Adulterated Urine Sample

[44] The first urine sample, being the one described as cold to the touch by the Tester, is the urine sample described as adulterated and for which the applicant was dismissed.

[45] Having considered the evidence as to the first urine sample, I conclude that it was adulterated and as such, was a false urine sample. The evidence for that conclusion is set out below:

    (a) The urine sample was cold, temperature speaking. Each specimen cup has an in-built temperature reading strip. By contrast, a valid urine sample, said the Tester, would record a temperature reading of 33 to 38oC. 7

    (b) The first urine sample was immediately provided by the applicant to the Tester, with only a lapse of seconds between the two events. The urine sample did not have time to fall from a mid 30oC reading to a reading that caused the Tester to say it was cold to the touch.
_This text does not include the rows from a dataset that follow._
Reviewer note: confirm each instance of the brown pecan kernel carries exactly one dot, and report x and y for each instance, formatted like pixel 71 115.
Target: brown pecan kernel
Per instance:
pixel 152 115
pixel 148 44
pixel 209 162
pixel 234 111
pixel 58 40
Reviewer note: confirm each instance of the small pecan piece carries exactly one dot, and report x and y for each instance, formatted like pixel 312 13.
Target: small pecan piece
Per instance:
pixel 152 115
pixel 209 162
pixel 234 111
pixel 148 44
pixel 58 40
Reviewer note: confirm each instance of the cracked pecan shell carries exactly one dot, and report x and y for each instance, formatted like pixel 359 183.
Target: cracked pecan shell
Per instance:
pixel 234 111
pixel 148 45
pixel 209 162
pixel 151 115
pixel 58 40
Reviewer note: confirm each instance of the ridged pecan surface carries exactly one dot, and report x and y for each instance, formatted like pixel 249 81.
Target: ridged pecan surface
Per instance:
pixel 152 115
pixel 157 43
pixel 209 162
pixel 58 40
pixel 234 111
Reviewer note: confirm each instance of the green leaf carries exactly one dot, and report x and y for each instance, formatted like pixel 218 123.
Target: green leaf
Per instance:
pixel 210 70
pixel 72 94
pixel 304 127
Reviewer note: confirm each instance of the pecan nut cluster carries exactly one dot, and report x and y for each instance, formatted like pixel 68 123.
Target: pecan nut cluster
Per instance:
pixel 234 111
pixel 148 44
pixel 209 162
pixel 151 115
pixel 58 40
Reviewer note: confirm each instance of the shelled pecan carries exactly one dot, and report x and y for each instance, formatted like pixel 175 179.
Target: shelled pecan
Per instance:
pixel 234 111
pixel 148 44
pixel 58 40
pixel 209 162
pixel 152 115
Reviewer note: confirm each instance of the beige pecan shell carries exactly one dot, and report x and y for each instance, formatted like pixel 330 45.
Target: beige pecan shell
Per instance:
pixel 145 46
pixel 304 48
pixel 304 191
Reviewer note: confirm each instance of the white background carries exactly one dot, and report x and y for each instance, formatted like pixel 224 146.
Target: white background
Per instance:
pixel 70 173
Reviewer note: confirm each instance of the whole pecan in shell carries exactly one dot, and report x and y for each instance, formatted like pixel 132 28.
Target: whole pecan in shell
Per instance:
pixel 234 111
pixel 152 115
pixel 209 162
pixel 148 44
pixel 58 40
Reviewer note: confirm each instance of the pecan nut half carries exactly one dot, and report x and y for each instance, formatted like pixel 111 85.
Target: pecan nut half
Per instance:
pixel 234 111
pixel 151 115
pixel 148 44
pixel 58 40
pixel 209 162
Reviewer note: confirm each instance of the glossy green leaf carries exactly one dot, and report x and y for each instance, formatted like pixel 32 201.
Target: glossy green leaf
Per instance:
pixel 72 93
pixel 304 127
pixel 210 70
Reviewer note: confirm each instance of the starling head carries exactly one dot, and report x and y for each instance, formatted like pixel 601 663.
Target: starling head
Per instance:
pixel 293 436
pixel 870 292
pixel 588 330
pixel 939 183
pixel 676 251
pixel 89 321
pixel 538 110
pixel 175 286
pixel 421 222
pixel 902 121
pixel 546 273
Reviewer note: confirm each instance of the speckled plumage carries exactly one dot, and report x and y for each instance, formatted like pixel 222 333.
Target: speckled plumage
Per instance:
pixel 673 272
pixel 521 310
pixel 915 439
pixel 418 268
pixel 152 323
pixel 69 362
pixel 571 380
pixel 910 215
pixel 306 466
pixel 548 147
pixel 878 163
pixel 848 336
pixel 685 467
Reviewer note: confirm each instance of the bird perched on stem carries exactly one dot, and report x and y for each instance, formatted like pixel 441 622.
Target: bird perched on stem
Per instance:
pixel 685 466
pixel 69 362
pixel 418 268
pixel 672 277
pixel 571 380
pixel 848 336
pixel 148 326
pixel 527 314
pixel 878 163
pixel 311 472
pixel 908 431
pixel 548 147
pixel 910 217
    (c) The applicant did not challenge the Tester’s observation that the first urine sample was cold to the touch.

    (d) The laboratory report on the first urine sample, tested negative for metabolites of cannabis. 8 By contrast, and perplexingly, the applicant’s second urine sample taken about one and one-half hours later, tested positive in the laboratory for metabolites of cannabis.9 The perplexity of two different readings for the presence of metabolites of cannabis (not present and then present) is explained by the first urine sample, not being that of the applicant’s.

[46] I have found that the first urine sample was adulterated. That is, the applicant provided a false sample in order to avoid the detection of metabolites of cannabis in his body’s system. Mr Gallegos’ witness statement sets out various factors for the decision to dismiss the applicant: the applicant had deliberately provided a false sample knowing that he potentially had THC (metabolites of cannabis) in his system above the prescribed levels and he could have been sent back to work if the sample had not been detected as false; the applicant displayed no remorse for his conduct in providing a false sample or for the fact that he had subsequently tested positive for THC; and that the applicant was willing to try and deceive the respondent where important safety consequences may result .... he had put his own recreation ahead of the safety of the people around him and himself. 10

[47] The Union put forward a submission as to why the first urine sample and its adulteration could not be relied upon as a basis for the dismissal of the applicant. The basis for this submission went to the respondent’s policies and the relevant standard, AS 4308, which forms a foundation for those policies. Thus, the Union said that the respondent had not complied with its own policy in respect of “chain of custody” for the testing of urine sample. This was a substantive breach of the respondent’s policy submitted the Union and not a procedural breach. The “chain of custody” testing requirement was breached twofold: (a) when the applicant exited the testing room around 3.45pm; and (b) when the Tester inadvertently placed the first urine sample in the refuse bag.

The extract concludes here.